(The parallels to synergetics that are evident here will be discussed later.) Here we concentrated on synergy in hesychasm, i.e. on the experiential aspect of the Orthodox conception of synergy. It is this aspect that is particularly important if we discuss synergy – as we do now – as the anthropological and epistemological paradigm, in the first place. However, it should be at least mentioned briefly that synergy is also closely connected with basic theological problem fields such as Christology (the problem of the two wills in Christ), the conception of theosis, and especially theology of Divine energies. As a result, one can find in Orthodox theology the full-fledged theology of synergy, the main contributions to which belong to Maximus the Confessor (580-662), Symeon the New Theologian (949-1022) and Gregory Palamas (1296-1357).

th It was given the completed form in the “palamitic synthesis” of the 14 c., and in the modern “neopalamitic” theology founded by Russian émigré theologians (V.Lossky, J.Meyendorff e.a.) its studies are renewed and continued.

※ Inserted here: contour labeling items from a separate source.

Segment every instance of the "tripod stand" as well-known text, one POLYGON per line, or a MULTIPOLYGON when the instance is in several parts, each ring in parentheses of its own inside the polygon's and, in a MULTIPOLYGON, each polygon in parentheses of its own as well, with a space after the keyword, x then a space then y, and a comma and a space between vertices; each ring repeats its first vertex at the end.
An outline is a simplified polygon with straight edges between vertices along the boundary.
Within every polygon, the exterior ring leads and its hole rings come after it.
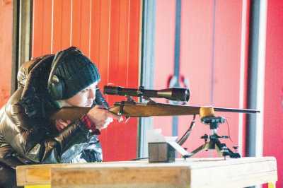
MULTIPOLYGON (((221 143, 219 139, 229 139, 228 136, 219 136, 217 134, 217 128, 219 124, 225 122, 225 119, 222 117, 204 117, 201 119, 202 123, 209 124, 212 134, 204 134, 201 138, 204 139, 204 143, 194 150, 188 156, 191 157, 195 154, 205 150, 215 149, 219 156, 230 156, 231 158, 241 158, 240 154, 234 153, 230 150, 225 143, 221 143)), ((234 149, 238 147, 234 146, 234 149)))

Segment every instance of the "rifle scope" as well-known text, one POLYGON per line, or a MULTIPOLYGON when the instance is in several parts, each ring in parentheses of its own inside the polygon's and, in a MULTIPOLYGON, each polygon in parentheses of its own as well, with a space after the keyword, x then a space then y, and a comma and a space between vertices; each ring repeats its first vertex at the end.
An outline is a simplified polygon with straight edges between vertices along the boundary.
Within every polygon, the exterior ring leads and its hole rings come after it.
POLYGON ((147 97, 166 98, 171 100, 188 101, 190 90, 186 88, 170 88, 163 90, 145 90, 143 86, 136 88, 125 88, 120 86, 104 86, 104 94, 122 96, 147 97))

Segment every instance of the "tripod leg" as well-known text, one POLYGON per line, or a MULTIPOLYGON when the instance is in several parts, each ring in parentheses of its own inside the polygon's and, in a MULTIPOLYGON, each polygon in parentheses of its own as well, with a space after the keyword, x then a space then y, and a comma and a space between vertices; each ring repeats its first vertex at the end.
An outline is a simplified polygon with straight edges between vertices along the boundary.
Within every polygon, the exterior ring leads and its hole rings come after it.
POLYGON ((200 147, 198 147, 197 148, 196 148, 195 150, 192 151, 190 153, 191 155, 190 155, 190 157, 192 157, 192 155, 194 155, 195 154, 197 154, 200 151, 202 151, 203 150, 207 150, 209 148, 209 143, 206 143, 204 144, 202 144, 202 146, 200 146, 200 147))
POLYGON ((217 151, 217 153, 220 156, 230 156, 232 158, 241 158, 241 155, 238 153, 233 153, 231 149, 227 148, 225 143, 221 143, 218 139, 214 139, 215 143, 215 148, 217 151))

These two lines in the Orthodox conception of synergy, experiential or ascetic, and theological or patristic, not contradict, but complement each other (it is often said that the specific nature of Orthodox tradition is the union of patristics and ascetics that have the same spiritual foundations). Taken together, they form an integral whole having two principal distinctive features: 1) the phenomenon of synergy belongs specifically to the economy of personal being, it is a phenomenon of the meeting and collaboration of two personalistic formations; 2) synergy is characterized by radical asymmetry since the energies that reach their contact are different ontologically and play completely different roles in the contact. These features should never be forgotten in all comparisons of the Orthodox synergy with similar (to some or other extent) phenomena in other contexts and fields.